Tuesday, May 10, 2022

60 YEARS AGO/29: TWO BENCHWARMERS SHOW SIGNS OF LIFE...

No one will ever equate Willie McCovey and Ron Fairly--two very different lefty hitters, one enshrined in Cooperstown and the other a subtle cog in an inscrutable machine that managed to beat the Hall of Famer's team 3-1 in pennants during the 1960s. 

In 1962, however, they had more similarities than would be the case shortly thereafter. Both came up young (Willie Mac at 21, Fairly at 19) and each showed great promise early in their careers--McCovey with a spectacular third of a season in '59 than netted him the Rookie of the Year award, Fairly with a .322/.434/.522 slash line at age 22 in '61. Looking back on it all, it's unfathomable that both of these hitters were buried on their team's bench as the '62 season started.

They had one thing in common, however, that contributed to their managers' reluctance to play them full-time: both McCovey and Fairly struggled against lefties. McCovey would overcome his problems with southpaws in 1967 and emerged as baseball's best hitter in 1968-70; Fairly never did turn the corner, winding up with a .221 lifetime BA against left-handers.

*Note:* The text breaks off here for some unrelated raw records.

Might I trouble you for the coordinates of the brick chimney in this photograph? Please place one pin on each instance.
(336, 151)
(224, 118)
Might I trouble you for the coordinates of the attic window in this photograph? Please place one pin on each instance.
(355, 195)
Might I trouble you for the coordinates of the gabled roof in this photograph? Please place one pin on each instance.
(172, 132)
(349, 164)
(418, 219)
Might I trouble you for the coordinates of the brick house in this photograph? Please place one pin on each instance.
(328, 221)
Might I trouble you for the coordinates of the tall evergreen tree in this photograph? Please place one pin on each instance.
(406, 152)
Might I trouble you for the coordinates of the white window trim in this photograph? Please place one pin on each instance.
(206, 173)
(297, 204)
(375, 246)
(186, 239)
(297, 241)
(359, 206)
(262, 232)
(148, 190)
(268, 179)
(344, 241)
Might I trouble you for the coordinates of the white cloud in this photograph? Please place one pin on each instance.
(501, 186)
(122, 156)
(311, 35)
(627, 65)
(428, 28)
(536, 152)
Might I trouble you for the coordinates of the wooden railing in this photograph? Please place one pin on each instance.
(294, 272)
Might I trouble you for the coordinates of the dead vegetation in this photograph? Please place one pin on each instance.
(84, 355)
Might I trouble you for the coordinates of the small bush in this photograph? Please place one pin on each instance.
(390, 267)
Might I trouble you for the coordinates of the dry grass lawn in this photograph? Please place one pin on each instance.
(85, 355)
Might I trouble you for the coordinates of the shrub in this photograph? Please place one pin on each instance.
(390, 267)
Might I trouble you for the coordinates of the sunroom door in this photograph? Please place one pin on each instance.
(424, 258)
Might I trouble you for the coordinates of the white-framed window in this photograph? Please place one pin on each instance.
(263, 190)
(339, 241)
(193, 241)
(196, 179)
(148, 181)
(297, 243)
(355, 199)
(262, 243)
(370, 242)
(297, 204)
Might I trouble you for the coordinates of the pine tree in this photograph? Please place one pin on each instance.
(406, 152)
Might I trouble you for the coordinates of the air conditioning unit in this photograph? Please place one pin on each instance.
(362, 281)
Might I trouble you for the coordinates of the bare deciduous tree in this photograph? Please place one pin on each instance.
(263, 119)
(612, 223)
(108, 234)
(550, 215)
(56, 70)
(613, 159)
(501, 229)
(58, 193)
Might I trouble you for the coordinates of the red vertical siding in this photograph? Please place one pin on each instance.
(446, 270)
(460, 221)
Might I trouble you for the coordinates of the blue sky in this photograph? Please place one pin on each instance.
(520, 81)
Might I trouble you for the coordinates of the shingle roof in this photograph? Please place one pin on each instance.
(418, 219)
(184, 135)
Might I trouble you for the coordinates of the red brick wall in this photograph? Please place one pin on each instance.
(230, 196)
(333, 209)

That factor, along with the talent glut on the two teams, kept these two on the bench for much of the early going in '62. It's shocking to note that McCovey had only four plate appearances in April! But, then again, the Giants went 15-5 that month with him on the bench. Fairly appeared in 13 of the Dodgers' April contests, getting seven starts, but he was clearly fourth in the conga line behind Duke Snider, Wally Moon, and Frank Howard

AND the rust was showing on Ron when he got a start in right field (in a situation when Snider had been getting all the playing time) in Houston on Thursday, May 10: he was hitting just .152 on the year. Fairly's contribution to the getaway game at Colt Stadium was not dramatic, but he did reach base three times (a single and two walks), with one of those walks kicking off a Dodger rally in the fourth (climaxed by Larry Burright's three-run homer.) Don Drysdale allowed only three hits (two of them solo homers) and he cruised to his fifth win. Final score: Dodgers 6, Colts 2.

Fairly would get red-hot in the second half of May, hitting .540 over a stretch of 15 games, driving in 16 runs as the Dodgers went 14-1 in that time frame. He would push Wally Moon off first base, and Frank Howard would eventually push Moon out of right field and onto the bench, where he and Duke Snider could compare splinters.

IN St. Louis, McCovey kick-started a two-run rally for the Giants in the fourth with a single, and hit a three-run homer off Bob Gibson to blow the game open in the fifth. Billy O'Dell shut down the Cardinals' tough lefty hitters (Stan Musial and Bill White) and held his own against the righties, spinning a four-hit shutout as San Francisco kept on rolling. Final score: Giants 6, Cardinals 0.